CIUDAD JUAREZ -- Mexicans plan mass protests against insecurity on Saturday, but not in the city with the highest murder rate this year, where many are focused on more immediate safety concerns.
Violence has escalated throughout Mexico since President Felipe Calderon, who took office at the end of 2006, launched a military crackdown on drug trafficking, but nowhere more than in Ciudad Juarez.
Of some 2,700 murders across the country this year, official figures this week show almost 1,000 have been in this city across the Rio Grande from El Paso, Texas, including three in the most recent attacks Friday.
Many residents in the city of 1.5 million do not expect changes after this weekend's countrywide protests, following decades of mafia-led violence.
The city has had an average of four murders a day this year, according to police and news reports, which increased to eight a day in the month of August.

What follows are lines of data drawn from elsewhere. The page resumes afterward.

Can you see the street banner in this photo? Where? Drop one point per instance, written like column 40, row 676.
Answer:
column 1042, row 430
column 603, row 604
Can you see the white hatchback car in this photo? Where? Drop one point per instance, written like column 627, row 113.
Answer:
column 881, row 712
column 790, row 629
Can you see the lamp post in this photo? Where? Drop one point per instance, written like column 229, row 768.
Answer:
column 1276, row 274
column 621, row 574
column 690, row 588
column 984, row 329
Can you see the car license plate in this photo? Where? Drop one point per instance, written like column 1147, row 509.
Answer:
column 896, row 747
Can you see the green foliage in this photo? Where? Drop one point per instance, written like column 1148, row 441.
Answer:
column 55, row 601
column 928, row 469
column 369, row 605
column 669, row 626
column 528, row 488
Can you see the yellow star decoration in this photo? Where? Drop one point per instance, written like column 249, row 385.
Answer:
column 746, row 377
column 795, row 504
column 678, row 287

Between January and the end of August, some 946 murders were reported, including 110 police, according to official figures, out of a total of 1,200 in the whole of the northern Chihuahua State, where the city lies.
The Juarez drug cartel, led by the Carrillo Fuentes family, is in a turf war for control of Chihuahua state and its key drug routes to the United States with the Sinaloa cartel, led by fugitive Joaquin "el Chapo" Guzman and Ismael Zambada, from the neighboring state to the south.
The deployment of 2,500 soldiers in Ciudad Juarez, part of the federal deployment of more than 36,000 across the country since early 2007, has so far failed to have an impact, with the violence only worsening.
Since the start of the year, 38 business people have been kidnapped, 52 banks held up, more than 10,000 vehicles stolen and 22 businesses burned down for failing to pay protection money in Ciudad Juarez, according to officials and news reports.
"Due to the high level of violence in the city and insecurity there has been a growth in petty crime, like assaults and thefts from businesses and homes, which has led to a falling behind in foreign and national investment, and a drop in tourism," lamented Gabriel Flores, president of a local business committee.
Business leaders said workers from other states who traditionally sought work in the border city's maquiladoras -- low-cost assembly factories -- have also fled.
"This year around 2,600 workers and directors have asked to return to their original cities or change to others due to the wave of violence on the border," the association of maquiladoras said in a statement.
Some 3,000 other families have also left to live in the border city of El Paso, Texas, a border expert said recently.
Mexicans were expected to take to the streets in some 70 towns and cities Saturday in mass demonstrations against escalating murders and kidnappings across the country.